Fresh — the food, the weather, the air…just about everything:)

Lunch - Chuscharro, red and white wine, fresh bread, fabulous company and a great view.
Lunch – Chuscharro, red and white wine, fresh bread, fabulous company and a great view…it’s worth all of the adjustments!
Organic soup fixins .. organic goes without saying. Carrots and broccoli picked about 15 minutes ago up the road in Fonte Bastardo.
Organic soup fixins .. organic goes without saying. Carrots and broccoli picked about 15 minutes ago up the road in Fonte Bastardo.

So sometimes people ask if we miss the fast food in the states. I say “not too much.” The other day the warden leaves me to work on the computer, takes off to get some fresh food for lunch (braving high winds and horizontal rain) and comes home with the lunch above. Everything cost about 10 euros ($12) and was good for about three great meals, my favorite soup (sopa da ceunora – carrot soup). Leisurely lunch, sun comes out, watch last night’s NBC Evening News, and then take a quick walk (before the rain comes back!). Not sure it gets much better than this!!!

Happy Carnival; Mardi Gras;

No matter what it’s called, enjoy with friends and family!

Not sure of the story, or the Freguesia they’re from, or even what some of the jokes or songs were about, but the audience enjoyed their work and enjoyed it together!

Many people ask what do you do for fun on the island. During the first week of March, on Terceira we do the same thing most Christian cultures do…we gather with friends & family and enjoy Carnival … as only the Azores can!

Preparing for Ash Wednesday and Lent, much of the Christian world has parades, dances, (some drinking) and especially laughter, merriment, and a joy and respect for life. On Terceira, I have enjoyed parades through main streets, poetry, concerts, comedies, and each Freguesia (village) around the island hosts many “Dança”

We get together with friends and travel the few kilometers to each Freguesia’s “Casa do Povo” (House of the People — or Community Center) where volunteer community groups from all over the island perform. (Last night in Juncal we watched about 60 Americans from Cambridge, MA, with roots on the island return to perform). It’s amazing; powerful, fun, and inspiring. For a few hours, many (not all) put up their cell phones, sit with grandparents, little children, teens, young parents — all to sit tightly packed in folding chairs and watch performances.

I sat through many (some funny, some musical, some ‘less than appealing to me’ ) and tried to find a way to describe them, both literally and figuratively.

Figuratively, I find them inspiring. Positive. Empowering. Old people, youngsters, lawyers, farmers, school teachers, bartenders…everyone is sitting there laugh, humming, swaying, dancing, and enjoying.

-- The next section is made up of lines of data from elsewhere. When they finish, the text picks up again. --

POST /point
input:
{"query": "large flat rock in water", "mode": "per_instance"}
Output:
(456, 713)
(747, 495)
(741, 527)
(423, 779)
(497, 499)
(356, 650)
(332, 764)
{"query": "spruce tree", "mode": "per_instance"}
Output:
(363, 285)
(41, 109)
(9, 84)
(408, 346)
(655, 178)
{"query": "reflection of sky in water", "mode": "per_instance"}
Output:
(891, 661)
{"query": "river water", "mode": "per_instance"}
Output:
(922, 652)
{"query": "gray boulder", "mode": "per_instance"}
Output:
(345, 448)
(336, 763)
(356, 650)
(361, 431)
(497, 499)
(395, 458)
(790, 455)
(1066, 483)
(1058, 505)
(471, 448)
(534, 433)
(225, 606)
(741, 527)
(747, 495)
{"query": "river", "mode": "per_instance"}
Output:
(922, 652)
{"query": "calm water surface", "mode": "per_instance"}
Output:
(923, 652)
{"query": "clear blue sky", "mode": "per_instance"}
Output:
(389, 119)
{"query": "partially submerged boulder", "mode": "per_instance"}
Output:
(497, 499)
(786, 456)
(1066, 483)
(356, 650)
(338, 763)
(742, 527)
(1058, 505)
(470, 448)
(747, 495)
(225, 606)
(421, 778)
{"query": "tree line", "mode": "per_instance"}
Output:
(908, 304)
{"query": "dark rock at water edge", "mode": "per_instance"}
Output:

Literally, I had more challenge to describe it. Late last night (very very late) I hit on it…it’s vaudeville! I wasn’t sure, so I checked with my buddy Julian: Wikipedia says: vaudeville is a comedy without psychological or moral intentions, based on a comical situation. It was originally a kind of dramatic composition or light poetry, usually a comedy, interspersed with songs or ballets.

On Terceira, each 45-minute performance is a volunteer group, often from the same village, who sing, dance, make their costumes (very elaborate and refined) and ignore stage fright aside to harmonize, recite, dance, tell jokes, and often memorize 45 minutes of dialog, to the enjoyment of friends and strangers.

These folks have fun, work hard, learn and pass on skills, thoughts, humor, love, and community. Personally, I’m not sure what the ancients had in mind for Carnival, but in my teeny weeny mind, this is a major part of it. And it’s a part of a different culture that I’m really enjoying!